In the melt season, there is water vapor in the air beside the Greenland ice sheet, and every gram of water vapor that condenses, melts 7.5 grams of ice, resulting in 8.5 grams of runoff. That runoff then falls through moulins, releasing its potential heat as it falls. Then, the weight of the ice collapses the moulin resulting in internal work being done on the ice around the volume of the moulin. Thus, we end up with a core of very weak ice in what is essentially a "buttress" structure, where extensive butresses provide extensive confinement for the compressed ice at the base of the central structure. When the ice gets too weak (warm) to support its own weight, or there are defects in the support/confinement structure, there is a progressive structural collapse.
In (http://www.boemre.gov/tarprojects/040/040BL.PDF) note the importance of confinement in the compressive strength of relatively warm ice. Moulins disrupt this confinement. Big ice does not melt from the top down, it decays from the sides - like a glacier calving into a fjord. The ice loss becomes more a function of structural collapse at the edges, than of melt across the surface.

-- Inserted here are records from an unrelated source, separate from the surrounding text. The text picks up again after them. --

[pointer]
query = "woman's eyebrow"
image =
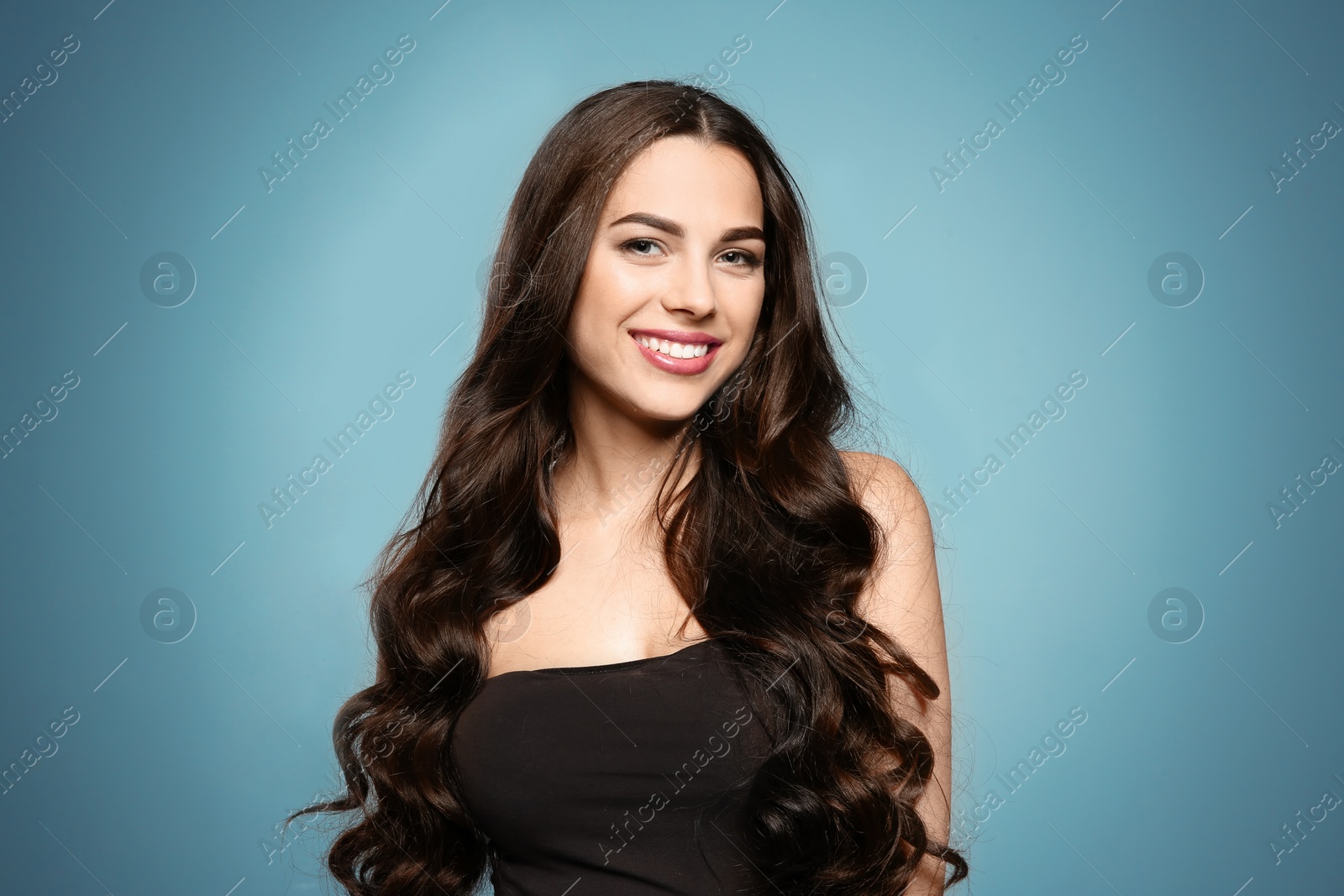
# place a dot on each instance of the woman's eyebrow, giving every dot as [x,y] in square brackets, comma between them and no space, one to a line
[676,230]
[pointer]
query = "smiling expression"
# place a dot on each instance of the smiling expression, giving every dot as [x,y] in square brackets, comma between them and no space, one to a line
[674,282]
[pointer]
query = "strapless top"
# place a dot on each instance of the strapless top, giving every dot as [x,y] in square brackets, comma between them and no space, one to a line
[627,778]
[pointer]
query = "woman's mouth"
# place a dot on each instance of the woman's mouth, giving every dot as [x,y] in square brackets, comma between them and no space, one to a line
[674,356]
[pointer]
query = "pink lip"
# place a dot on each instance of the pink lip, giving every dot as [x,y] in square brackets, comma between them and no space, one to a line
[683,365]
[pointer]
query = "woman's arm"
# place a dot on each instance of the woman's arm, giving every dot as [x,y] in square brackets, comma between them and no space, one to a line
[902,600]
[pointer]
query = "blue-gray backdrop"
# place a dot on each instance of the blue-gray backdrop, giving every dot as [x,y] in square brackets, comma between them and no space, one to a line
[1086,253]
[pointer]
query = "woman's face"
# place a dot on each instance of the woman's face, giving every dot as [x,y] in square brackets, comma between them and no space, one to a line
[674,282]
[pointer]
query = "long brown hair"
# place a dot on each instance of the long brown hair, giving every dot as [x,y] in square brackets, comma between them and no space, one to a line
[766,542]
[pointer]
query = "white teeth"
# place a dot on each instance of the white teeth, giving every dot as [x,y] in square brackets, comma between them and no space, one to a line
[675,349]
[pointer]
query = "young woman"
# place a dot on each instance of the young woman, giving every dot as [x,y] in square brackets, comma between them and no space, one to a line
[648,631]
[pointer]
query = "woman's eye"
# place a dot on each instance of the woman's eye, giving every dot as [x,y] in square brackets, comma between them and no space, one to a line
[741,258]
[640,246]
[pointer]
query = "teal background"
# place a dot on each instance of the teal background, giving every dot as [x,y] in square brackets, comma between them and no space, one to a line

It is not that hard. It is undergrad physics. You can find the math in an EIT manual. Nobody published it, because nobody likes the results. It happens much faster than melt from the top down.
Global temperatures do not matter. Big ice makes its own weather. When the Arctic sea ice was in place, the weather effects of Greenland were less apparent. Without the sea ice to diffuse the effects, the weather making of Greenland will be easier to see.
The calculation grid size of GCM means that they miss significant heat transport by air currents and ocean currents. The grid size means that the GCM do not see Greenland making its own weather.
I was labeled an "Alarmist" by many, including some of the authors of the papers above, because in 2002, I applied industrial process control statistics to estimate that the Arctic Sea Ice system would go "out of control" and we would see a dramatic decline of the Arctic Sea Ice within a decade. However, it was not an accepted methodology in climate science. I am still using tools that are outside of the accepted methodology of climate science.
Posted by: Aaron Lewis | March 27, 2012 at 22:30
Sharp et.al (2011) "Extreme melt on Canada’s Arctic ice caps in the 21st century"
Citation: Sharp, M., D. O. Burgess, J. G. Cogley, M. Ecclestone, C. Labine, and G. J. Wolken (2011), Extreme melt on Canada’s Arctic ice caps in the 21st century, Geophys. Res. Lett., 38, L11501,
doi:10.1029/2011GL047381.
Notice that the near total collapse of the QEI icesheets occurred with a mean warming of only 0.8 C, and ~40% of the melt occurred in just 6 years. Clearly, the analysis show by Aaron Lewis above applies to Greenland, as supported by these results. Climate sensitivity is high, and abrupt changes are possible.